53 kJ/mole for Notch. Whereas for Model-X, the energy gain is -13.81 kJ/mole and -13.39 kJ/mole for Delta and Notch respectively. Thus, the study suggests that Model-X also has a more favourable (more negative) solvation energy gain compared to Model-I, making it a better structure (Majumder, Roy & Thakur, 2012).Furthermore, researchers analyzed the distance between V453 of Notch and Delta residues of Drosophila Notch-1. Results indicated that the Model-X has a shorter distance between the residues than Model-I. This could be explained by Model-X having nine interface residues (with four hydrogen bonds and salt bridges) in comparison to Model-I (only one salt bridge).
So, we can conclude that Model-X offers better interactions than Model-I (Majumder, Roy & Thakur, 2012).The amino acid sequence of the Notch-1 receptor for its transmembrane region, FMYVAAAAFVLLFFVGCGVLL (UniProt, 2018), clearly shows that it contains hydrophobic amino acid residues, namely phenylalanine, methionine, tyrosine, valine, alanine, glycine, and cysteine. Hydrophobic interactions occur between the transmembrane amino acid residues and the phospholipid tails. A nuclear magnetic resonance (NMR) study conducted by Deatherage et al. (2015) on the transmembrane domain of the Notch-1 receptor proved that the transmembrane domain has a ?-helix structure which spreads from residue 1732 to residue 1761, with the first twist at the water-bilayer interface (includes residues 1732 to residue 1736) (Deatherage et al, 2015).
Its peptide bond is buried and hydrophobic side chains of the structure interact via van der Waals’ forces with fatty acyl chains. The entire structure is anchored to the plasma membrane through the interaction of the positive-charged lysine and arginine with the negatively-charged phospholipid head groups (Lodish et al, 2000). With the hydrophobic residues packed away, water is in a more energetically-favourable condition (Drickamer, 2017). Taking into account the concept of entropy (disorder), S, the Notch-1 receptor is embedded into the plasma membrane in a way that this disrupts entropically-unfavourable processes like hydrogen-bonding between free water molecules. This, in turn, leads to a more negative Gibbs free energy value, G, and allows Notch-1 receptor to exist in the lipid bilayer (Lodish et al, 2000).The Notch-1 receptor plays an important role in embryonic development, and the dysfunction of this particular receptor is recognized to be a key factor in many diseases, such as T-cell leukaemia and Alzheimer’s disease.

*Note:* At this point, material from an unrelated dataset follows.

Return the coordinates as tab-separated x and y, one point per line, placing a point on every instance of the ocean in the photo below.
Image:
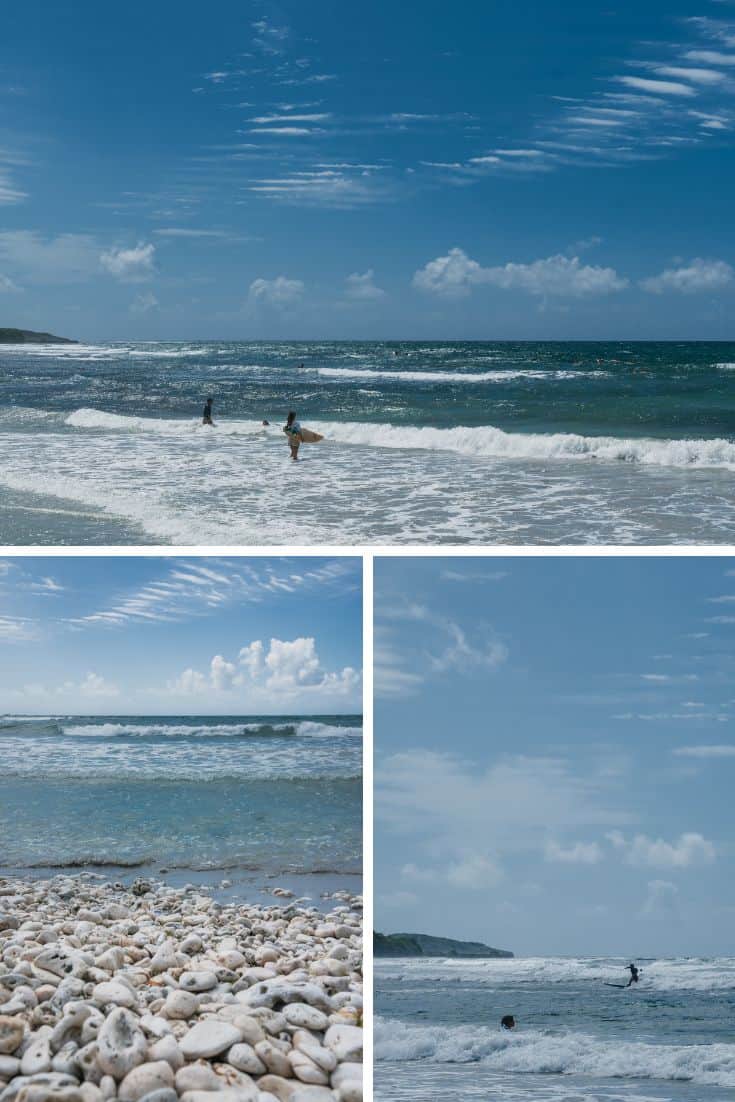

An insight into the structure of Notch-1 and how it works reveals an intricate series of steps. Although much of its structure and function is well understood, there is still much uncertainty on the Notch-1 receptor, for example, the effect of O-linked glycosylation on function of Notch-1. Thus, further research is highly encouraged while more is being discovered about this integral membrane protein.